A federal appellate court on Wednesday dismissed a lawsuit claiming that three police officers alleged to have stolen more than $225,000 in property from two California men, reasoning that the officers did not violate the men’s Fourth Amendment right against unreasonable search and seizure.
Plaintiffs Micah Jessop and Brittan Ashjian claimed that in 2013, three Fresno police officers executing search warrants at their business and homes seized approximately $150,000 in cash and $125,000 in rare coins. When the two went to the police department the next day, however, only $50,000 had been placed into evidence, which police said was the entire haul submitted in relation to the investigation.
Jessop and Ashjian, who were never charged with any crime stemming from the investigation, filed a lawsuit against the three officers, claiming the theft constituted a violation of their Fourth Amendment right to be protected against unreasonable government seizure.

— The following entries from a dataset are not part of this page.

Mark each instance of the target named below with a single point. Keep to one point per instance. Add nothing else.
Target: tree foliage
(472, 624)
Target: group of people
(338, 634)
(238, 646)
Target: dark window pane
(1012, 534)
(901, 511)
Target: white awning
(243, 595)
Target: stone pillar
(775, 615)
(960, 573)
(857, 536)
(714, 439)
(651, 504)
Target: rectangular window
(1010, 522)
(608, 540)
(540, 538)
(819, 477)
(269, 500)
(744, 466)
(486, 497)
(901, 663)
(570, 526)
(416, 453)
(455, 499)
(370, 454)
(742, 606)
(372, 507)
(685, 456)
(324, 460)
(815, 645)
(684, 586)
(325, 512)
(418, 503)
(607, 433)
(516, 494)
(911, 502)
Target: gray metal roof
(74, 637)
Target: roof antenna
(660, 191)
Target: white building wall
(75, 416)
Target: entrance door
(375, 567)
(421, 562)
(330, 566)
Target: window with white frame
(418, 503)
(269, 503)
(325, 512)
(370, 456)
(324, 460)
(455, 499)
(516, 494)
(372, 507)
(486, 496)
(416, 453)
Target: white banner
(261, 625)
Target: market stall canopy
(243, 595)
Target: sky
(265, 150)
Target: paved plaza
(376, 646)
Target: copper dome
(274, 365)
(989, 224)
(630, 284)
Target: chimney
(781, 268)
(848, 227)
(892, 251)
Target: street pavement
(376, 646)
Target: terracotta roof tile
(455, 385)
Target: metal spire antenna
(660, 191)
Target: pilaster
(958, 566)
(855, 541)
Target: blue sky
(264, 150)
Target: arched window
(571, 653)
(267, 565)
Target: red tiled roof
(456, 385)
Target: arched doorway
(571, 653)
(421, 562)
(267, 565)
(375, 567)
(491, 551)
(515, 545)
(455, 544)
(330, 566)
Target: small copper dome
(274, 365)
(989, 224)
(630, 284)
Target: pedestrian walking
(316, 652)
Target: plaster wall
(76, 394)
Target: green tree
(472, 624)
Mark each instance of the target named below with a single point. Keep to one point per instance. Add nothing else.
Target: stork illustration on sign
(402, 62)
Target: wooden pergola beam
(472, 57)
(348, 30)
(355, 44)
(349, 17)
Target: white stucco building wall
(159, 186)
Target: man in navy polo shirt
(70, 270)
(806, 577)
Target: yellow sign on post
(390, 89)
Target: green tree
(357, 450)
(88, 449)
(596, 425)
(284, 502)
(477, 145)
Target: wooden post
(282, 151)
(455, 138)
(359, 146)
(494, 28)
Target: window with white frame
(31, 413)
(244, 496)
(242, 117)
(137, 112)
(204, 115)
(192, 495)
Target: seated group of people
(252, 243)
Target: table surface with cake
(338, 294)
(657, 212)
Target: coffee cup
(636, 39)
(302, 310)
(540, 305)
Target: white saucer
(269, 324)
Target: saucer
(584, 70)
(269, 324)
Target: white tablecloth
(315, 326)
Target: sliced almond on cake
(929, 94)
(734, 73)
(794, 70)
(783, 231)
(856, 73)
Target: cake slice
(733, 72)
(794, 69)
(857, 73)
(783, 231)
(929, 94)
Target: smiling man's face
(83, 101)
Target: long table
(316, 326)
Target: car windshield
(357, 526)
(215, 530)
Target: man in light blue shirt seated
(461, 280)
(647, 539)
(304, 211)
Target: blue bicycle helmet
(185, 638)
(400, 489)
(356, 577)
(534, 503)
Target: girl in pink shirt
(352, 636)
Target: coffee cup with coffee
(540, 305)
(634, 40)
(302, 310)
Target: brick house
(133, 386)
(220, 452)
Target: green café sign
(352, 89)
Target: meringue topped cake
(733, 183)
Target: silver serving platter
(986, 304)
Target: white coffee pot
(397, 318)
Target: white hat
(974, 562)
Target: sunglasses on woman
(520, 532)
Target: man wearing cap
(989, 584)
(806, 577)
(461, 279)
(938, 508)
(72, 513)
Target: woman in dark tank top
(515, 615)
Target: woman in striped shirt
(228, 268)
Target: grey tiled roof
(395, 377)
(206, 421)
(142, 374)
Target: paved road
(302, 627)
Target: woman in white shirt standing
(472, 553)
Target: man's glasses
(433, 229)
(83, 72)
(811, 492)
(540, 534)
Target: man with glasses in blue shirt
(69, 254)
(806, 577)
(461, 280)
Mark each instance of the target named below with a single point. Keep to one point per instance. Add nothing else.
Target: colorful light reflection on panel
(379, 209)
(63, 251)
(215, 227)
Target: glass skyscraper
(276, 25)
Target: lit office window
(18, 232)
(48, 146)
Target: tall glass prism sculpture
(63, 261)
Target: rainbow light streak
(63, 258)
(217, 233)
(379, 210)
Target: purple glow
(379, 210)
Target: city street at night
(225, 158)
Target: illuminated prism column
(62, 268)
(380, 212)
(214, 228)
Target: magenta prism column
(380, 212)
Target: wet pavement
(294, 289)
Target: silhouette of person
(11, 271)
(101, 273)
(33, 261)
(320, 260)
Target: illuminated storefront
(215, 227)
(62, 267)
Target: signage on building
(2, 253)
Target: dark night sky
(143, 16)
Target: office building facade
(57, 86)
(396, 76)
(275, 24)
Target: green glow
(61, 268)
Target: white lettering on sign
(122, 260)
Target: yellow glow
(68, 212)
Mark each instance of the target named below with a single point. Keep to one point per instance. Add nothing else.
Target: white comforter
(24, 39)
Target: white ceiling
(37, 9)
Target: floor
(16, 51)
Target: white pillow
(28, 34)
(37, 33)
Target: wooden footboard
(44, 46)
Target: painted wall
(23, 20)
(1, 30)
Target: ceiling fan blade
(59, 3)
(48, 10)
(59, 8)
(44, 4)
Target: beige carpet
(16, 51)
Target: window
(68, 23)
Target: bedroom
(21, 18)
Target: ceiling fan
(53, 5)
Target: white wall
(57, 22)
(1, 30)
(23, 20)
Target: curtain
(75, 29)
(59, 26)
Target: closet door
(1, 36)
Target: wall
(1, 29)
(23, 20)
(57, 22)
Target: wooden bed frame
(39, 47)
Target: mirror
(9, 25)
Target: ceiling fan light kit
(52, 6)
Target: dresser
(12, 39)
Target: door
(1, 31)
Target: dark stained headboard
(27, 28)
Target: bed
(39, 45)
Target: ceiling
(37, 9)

The officers responded by filing for summary judgment, arguing that as government officials, they were entitled to “qualified immunity.” Under the doctrine of qualified immunity, government officials are shielded from civil liability for any conduct that does not violate a person’s “clearly established” constitutional rights.
In an eyebrow-raising opinion, Circuit Judge Milan D. Smith wrote that because the officers had a warrant to justify the initial seizure of the property, and no prior case addressed those specific circumstances, it was not clearly established whether the subsequent theft of that property violated the Fourth Amendment.
“The lack of ‘any cases of controlling authority’ or a ‘consensus of cases of persuasive authority’ on the constitutional question compels the conclusion that the law was not clearly established at the time of the incident. Although the City Officers ought to have recognized that the alleged theft of Appellants’ money and rare coins was morally wrong, they did not have clear notice that it violated the Fourth Amendment,” Smith reasoned.
“We recognize that the allegation of any theft by police officers—most certainly the theft of over $225,000—is deeply disturbing. Whether that conduct violates the Fourth Amendment’s prohibition on unreasonable searches and seizures, however, would not ‘be clear to a reasonable officer,’” Smith concluded.
One of the officers alleged to have committed the 2013 theft, Derik Kumagai, was federally indicted in 2014 for accepting a $20,000 bribe from a suspected drug trafficker. He pleaded guilty to conspiring to commit bribery and in May was sentenced to two years in federal prison.
Brad Heath, an attorney and the D.C. Justice and Investigations Editor for USA Today, said the ruling seemed “seems unmoored” from the purpose and principle of the qualified immunity doctrine.
“It seems unmoored from the purpose of qualified immunity, which is that officials shouldn’t be held personally liable for conduct when they might not have been on notice that it was prohibited. But it’s hard to make that argument when the conduct is a well-known crime,” he wrote Friday.
Jessop and Ashjian have appealed the decision and petitioned for their case to be heard in front of the entire Ninth Circuit.